Como cada mañana, a pesar del ajetreo diario
(despertador, ducha, desayuno, coche, y atasco) volvió a elegir soñar. No le
pongan cara a esta historia, o mejor, pónganle la que ustedes quieran. Hombre o
mujer, adulto o adolescente, andaluz o gallego, da igual. El caso es que él
quería soñar. Y un día decidió hacerlo, pero despierto. Cuando el resto del
mundo solo se preocupaba del ajetreo diario para caer rendido en la cama. Él
eligió soñar despierto.
Al oír el despertador, soñaba con el sábado y el domingo
donde el despertador no sonaba, y si lo hacía, algún mecanismo en su cabeza
acertaba a adivinar el día de la semana en que se encontraba, para apagar el
sonido metálico de la alarma, y darse media vuelta para seguir en la cama hasta
bien entrada la mañana. Al irse a la
ducha, soñaba con un mundo donde el agua no era un bien escaso, porque los
humanos sabían de su preciado valor, y no la desperdiciaban como algo que nunca
les va a faltar. Había agua a raudales, pero porque además de ser regalada por
la naturaleza, era bien administrada por los humanos.

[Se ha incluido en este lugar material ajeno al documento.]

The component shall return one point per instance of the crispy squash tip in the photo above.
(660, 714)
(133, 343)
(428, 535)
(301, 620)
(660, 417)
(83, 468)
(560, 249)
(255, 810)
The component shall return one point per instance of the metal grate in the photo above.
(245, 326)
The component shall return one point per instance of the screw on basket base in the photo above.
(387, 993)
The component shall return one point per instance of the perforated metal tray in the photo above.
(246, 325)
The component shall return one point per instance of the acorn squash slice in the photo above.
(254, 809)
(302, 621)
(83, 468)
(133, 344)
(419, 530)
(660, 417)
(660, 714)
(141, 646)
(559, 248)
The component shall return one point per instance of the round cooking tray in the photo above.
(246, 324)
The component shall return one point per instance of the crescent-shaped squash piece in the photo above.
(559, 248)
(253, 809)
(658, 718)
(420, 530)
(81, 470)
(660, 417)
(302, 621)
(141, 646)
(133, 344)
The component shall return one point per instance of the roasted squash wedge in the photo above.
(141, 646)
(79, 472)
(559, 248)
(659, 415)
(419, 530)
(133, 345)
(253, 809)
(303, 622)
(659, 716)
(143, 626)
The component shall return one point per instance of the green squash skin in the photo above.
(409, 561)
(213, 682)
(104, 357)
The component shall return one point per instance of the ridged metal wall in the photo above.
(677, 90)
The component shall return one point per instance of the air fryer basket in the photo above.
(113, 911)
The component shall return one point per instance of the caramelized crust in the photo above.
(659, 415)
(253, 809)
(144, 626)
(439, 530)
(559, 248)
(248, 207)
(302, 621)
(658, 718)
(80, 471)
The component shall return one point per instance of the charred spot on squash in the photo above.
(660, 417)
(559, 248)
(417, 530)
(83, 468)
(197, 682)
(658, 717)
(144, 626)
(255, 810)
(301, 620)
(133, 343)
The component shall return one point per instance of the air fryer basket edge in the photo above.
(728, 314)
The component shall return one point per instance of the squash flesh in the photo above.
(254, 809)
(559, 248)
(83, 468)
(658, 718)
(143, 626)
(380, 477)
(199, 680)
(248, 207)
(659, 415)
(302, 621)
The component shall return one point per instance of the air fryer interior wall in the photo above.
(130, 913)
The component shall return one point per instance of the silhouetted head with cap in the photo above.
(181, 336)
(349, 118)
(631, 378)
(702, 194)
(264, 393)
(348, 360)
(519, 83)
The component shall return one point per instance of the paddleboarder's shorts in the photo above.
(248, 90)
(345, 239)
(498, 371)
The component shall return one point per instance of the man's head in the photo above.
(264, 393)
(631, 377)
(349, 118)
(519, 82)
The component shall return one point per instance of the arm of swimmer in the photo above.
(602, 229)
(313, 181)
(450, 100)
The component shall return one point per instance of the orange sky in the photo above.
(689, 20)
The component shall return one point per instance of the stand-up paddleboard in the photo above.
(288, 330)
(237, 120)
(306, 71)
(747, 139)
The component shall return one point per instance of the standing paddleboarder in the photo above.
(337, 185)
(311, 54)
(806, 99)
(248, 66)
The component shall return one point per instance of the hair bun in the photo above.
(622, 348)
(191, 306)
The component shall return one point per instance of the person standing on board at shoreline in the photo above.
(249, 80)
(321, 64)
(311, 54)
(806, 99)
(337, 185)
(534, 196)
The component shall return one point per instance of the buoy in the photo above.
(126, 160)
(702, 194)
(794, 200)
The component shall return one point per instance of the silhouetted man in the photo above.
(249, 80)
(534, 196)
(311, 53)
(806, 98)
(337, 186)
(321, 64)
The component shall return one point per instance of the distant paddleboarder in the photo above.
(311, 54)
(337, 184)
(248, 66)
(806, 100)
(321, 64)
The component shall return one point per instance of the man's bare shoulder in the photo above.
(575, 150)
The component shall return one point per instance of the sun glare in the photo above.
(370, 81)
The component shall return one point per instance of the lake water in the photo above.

Al desayunar, soñaba con un mundo sin hambre, donde no
había estadísticas terroríficas que hablaban de un niño muerto por inanición
cada minuto en el tercer mundo. De hecho, no podía saber mientras soñaba, ni lo
que era el tercer mundo, porque no existía. Todo era un primer mundo. La
riqueza y los bienes estaban repartidos por igual. Nadie tenía más que nadie.
Todas las casas del mundo eran del mismo tipo, con los mismos metros, con las
mismas comodidades. Todo el mundo tenía el mismo coche, y usaba la misma marca
de ropa, y los mismos tipos de alimentos. Nada era un lujo, pero nadie tenía
escasez, ni llegaba a fin de mes apurado. No había envidia. Soñaba con un mundo
que a pesar de ser fácil de conseguir, sabía imposible por la condición humana.
Soñaba y soñaba sin parar, con cosas mejores, hasta que
en un semáforo, cuando se encontraba absorto en sus sueños, un sonido en el
cristal lo bajo de su nube, y lo arrancó bruscamente de su sueño. Volvió a la
realidad, al ver como un inmigrante, pretendía venderle un paquete de pañuelos.
Abrió la ventanilla, los compró, y pensó suspirando: ¡Ay!... Si los gobernantes
del mundo, supieran de mis sueños, quizá dejaría… de soñar despierto. Entre
tanto se consoló, con una sonrisa de felicidad de aquel inmigrante, que había
logrado vender sus primeros pañuelos del día. El semáforo se puso en verde, y
él siguió su camino diciendo: “Adiós, amigo, te veré en mis sueños”.